Il n'est pas prévu de développer un programme similaire pour distribuer un vaccin contre le coronavirus aujourd'hui. Au contraire, la pandémie est considérée comme une opportunité de remporter la cagnotte.

La capitalisation boursière de Moderna a plus que septuplé au cours des 52 dernières semaines, pour atteindre plus de 30 milliards de dollars. Gilead, le fabricant du «remdesivir», un produit thérapeutique très prisé, mais surtout inefficace, vaut aujourd'hui 90 milliards de dollars.

En même temps, la course au vaccin est utilisée par l'oligarchie américaine comme une matraque dans l'arène géopolitique. Le gouvernement américain subventionne les entreprises pharmaceutiques non pas pour sauver des vies, mais pour produire un vaccin «made in America» qui sera utilisé comme une arme contre des pays vus comme des obstacles à l'hégémonie mondiale de l'impérialisme américain, y compris, mais sans s'y limiter, la Chine, la Russie, l'Iran, le Venezuela, la Corée du Nord et Cuba. Un vaccin fabriqué aux États-Unis serait aussi utilisé pour faire pression sur les anciens alliés européens de Washington.

L'élite dirigeante américaine craint que la Chine ou même la Russie ne développent un vaccin avant les États-Unis. Les médias américains ont déjà lancé une campagne de mensonges qui accusent les deux pays de pirater les données de chercheurs américains spécialisés dans les vaccins. Cette campagne vise à criminaliser et à saper leurs programmes de vaccins et à justifier potentiellement une interdiction de leur importation aux États-Unis.

Comme l'a déclaré le directeur général de l'OMS, Tedros Adhanom Ghebreyesus, en juin, «il ne devrait pas y avoir de division entre les nantis et les démunis» en ce qui concerne un vaccin contre le coronavirus.

Mais de tels appels tombent dans l'oreille d'un sourd. Le nationalisme qui émane de Trump et de ses homologues mondiaux n'est pas le résultat d'un conflit de personnalités, mais des intérêts économiques des oligarques capitalistes qui dirigent et déterminent la politique de chaque pays.

Ces intérêts économiques et de classe sont en conflit inconciliable avec le besoin humain urgent d'un effort rationnel, coordonné au niveau international, qui devrait utiliser les connaissances et les ressources de toutes les nations pour développer un vaccin qui sera disponible pour tous gratuitement. Toute question d'intérêt national ou de gain privé doit être subordonnée à cette tâche socialement nécessaire.

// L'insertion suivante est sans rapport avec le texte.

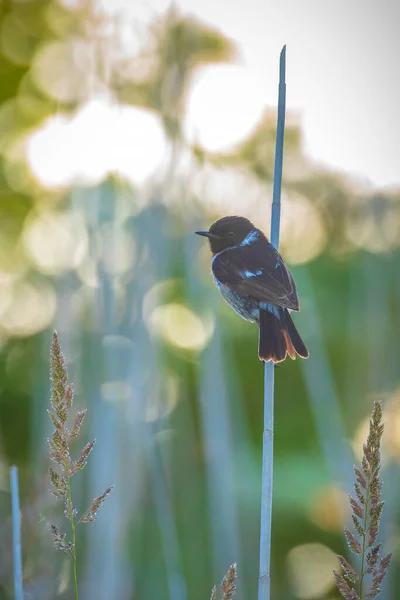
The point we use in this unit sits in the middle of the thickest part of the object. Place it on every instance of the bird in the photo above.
(254, 280)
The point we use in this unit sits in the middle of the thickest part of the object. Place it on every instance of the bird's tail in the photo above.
(279, 337)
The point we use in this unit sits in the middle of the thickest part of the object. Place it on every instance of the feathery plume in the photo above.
(366, 507)
(228, 585)
(61, 401)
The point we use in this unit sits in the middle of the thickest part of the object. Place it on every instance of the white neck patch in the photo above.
(250, 237)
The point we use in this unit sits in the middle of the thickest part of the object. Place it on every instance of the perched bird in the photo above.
(252, 277)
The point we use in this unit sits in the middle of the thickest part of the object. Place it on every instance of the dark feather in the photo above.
(272, 344)
(270, 280)
(295, 338)
(278, 337)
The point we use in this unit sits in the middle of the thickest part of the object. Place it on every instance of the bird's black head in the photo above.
(228, 232)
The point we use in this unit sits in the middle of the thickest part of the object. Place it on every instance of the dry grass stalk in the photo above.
(59, 451)
(366, 507)
(228, 585)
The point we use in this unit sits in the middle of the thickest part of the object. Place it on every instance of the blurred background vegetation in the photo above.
(104, 176)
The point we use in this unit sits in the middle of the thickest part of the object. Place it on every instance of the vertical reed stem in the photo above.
(16, 525)
(264, 580)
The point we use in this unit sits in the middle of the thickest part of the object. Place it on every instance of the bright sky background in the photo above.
(342, 71)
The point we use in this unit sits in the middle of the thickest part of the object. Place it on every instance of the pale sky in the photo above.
(342, 70)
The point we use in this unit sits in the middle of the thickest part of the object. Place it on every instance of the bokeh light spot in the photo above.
(99, 140)
(225, 104)
(32, 309)
(62, 69)
(181, 327)
(55, 241)
(310, 570)
(303, 232)
(328, 508)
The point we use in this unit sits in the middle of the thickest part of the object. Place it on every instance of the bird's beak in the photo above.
(207, 234)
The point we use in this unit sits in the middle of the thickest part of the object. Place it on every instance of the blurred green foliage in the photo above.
(176, 396)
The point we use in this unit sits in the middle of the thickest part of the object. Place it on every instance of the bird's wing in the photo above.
(258, 271)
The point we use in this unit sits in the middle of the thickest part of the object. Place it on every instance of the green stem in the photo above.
(73, 537)
(366, 509)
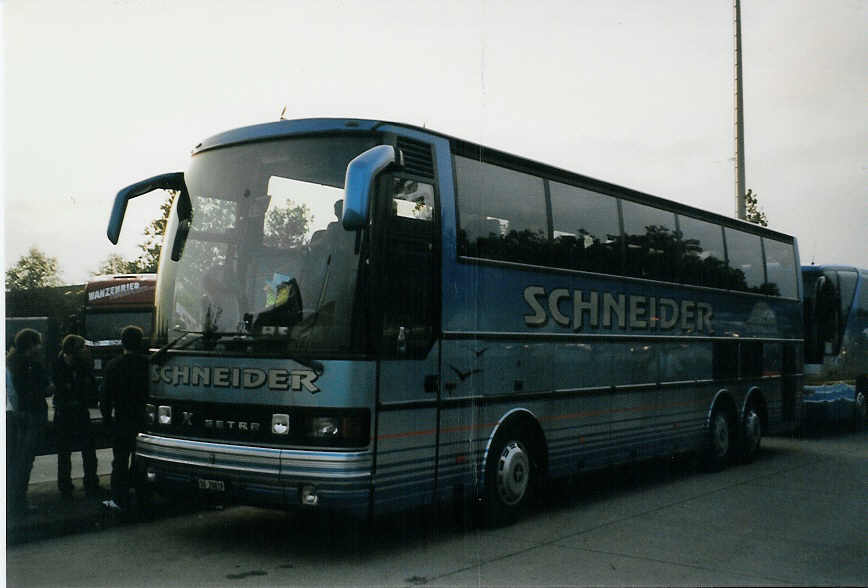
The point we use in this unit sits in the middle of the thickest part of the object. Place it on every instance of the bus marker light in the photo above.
(309, 496)
(280, 424)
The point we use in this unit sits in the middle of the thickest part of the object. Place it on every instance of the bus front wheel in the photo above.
(860, 410)
(751, 433)
(718, 450)
(510, 477)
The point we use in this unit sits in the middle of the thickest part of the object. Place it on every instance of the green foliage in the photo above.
(286, 227)
(753, 211)
(115, 264)
(150, 257)
(147, 261)
(34, 270)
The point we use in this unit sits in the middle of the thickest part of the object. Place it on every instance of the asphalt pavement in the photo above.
(55, 515)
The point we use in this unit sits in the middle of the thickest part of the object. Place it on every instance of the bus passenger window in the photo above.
(586, 230)
(703, 261)
(780, 268)
(501, 212)
(651, 242)
(413, 200)
(745, 260)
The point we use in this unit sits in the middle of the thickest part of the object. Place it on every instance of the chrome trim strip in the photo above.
(615, 336)
(278, 462)
(572, 272)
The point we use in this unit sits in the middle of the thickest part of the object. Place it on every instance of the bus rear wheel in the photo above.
(510, 477)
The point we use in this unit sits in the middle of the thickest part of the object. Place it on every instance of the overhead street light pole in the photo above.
(740, 211)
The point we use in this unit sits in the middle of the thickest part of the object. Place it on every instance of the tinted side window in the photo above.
(745, 259)
(585, 229)
(703, 260)
(847, 280)
(501, 212)
(780, 268)
(652, 242)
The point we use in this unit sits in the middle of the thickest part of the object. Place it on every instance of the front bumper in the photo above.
(262, 476)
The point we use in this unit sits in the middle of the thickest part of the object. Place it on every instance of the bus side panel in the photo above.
(406, 433)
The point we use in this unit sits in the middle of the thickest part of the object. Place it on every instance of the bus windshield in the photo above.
(107, 326)
(266, 257)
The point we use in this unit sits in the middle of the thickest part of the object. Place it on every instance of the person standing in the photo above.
(75, 384)
(31, 384)
(125, 391)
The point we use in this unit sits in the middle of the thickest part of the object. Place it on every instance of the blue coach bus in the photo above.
(363, 316)
(836, 344)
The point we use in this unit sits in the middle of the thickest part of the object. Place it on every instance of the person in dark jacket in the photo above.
(124, 394)
(29, 413)
(75, 384)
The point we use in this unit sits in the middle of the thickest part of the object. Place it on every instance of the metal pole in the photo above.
(740, 211)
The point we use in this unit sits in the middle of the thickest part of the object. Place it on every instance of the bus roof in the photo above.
(289, 128)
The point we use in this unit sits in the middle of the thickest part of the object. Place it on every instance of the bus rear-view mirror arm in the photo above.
(169, 181)
(359, 183)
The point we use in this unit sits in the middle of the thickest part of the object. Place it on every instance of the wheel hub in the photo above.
(513, 473)
(752, 429)
(720, 435)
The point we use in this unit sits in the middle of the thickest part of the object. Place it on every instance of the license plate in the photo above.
(212, 485)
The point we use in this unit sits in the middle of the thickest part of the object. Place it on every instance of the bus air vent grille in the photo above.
(417, 157)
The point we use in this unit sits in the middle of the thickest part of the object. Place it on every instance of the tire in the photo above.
(719, 443)
(751, 433)
(859, 411)
(510, 477)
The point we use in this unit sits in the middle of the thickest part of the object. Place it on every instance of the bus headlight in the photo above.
(164, 415)
(280, 424)
(324, 428)
(337, 428)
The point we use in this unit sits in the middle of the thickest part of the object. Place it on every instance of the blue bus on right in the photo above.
(836, 344)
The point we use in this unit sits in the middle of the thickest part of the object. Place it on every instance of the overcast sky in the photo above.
(101, 93)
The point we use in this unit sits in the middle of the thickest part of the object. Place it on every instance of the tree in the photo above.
(150, 257)
(34, 270)
(286, 227)
(147, 261)
(115, 264)
(753, 211)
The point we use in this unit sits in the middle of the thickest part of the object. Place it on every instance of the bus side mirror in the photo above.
(358, 186)
(170, 181)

Cela ne peut se produire sous le capitalisme, un système social dépassé et destructeur qui subordonne toutes les considérations sociales à l'enrichissement toujours plus grand d'une petite couche parasitaire de multimillionnaires et de milliardaires.

La force sociale dont les intérêts coïncident avec la science et la préservation de la vie humaine est la classe ouvrière internationale. C'est cette force qui doit être mobilisée pour lutter contre la pandémie.

Cela signifie qu'on doit mobiliser l'ensemble de la classe ouvrière pour exproprier les géants pharmaceutiques et toutes les autres grandes industries et transformer ces monopoles en services publics. La dictature des intérêts des entreprises sur l'humanité doit être abolie et des travailleurs eux-mêmes devraient prendre entre leurs mains la vie économique et établir une société socialiste véritablement démocratique.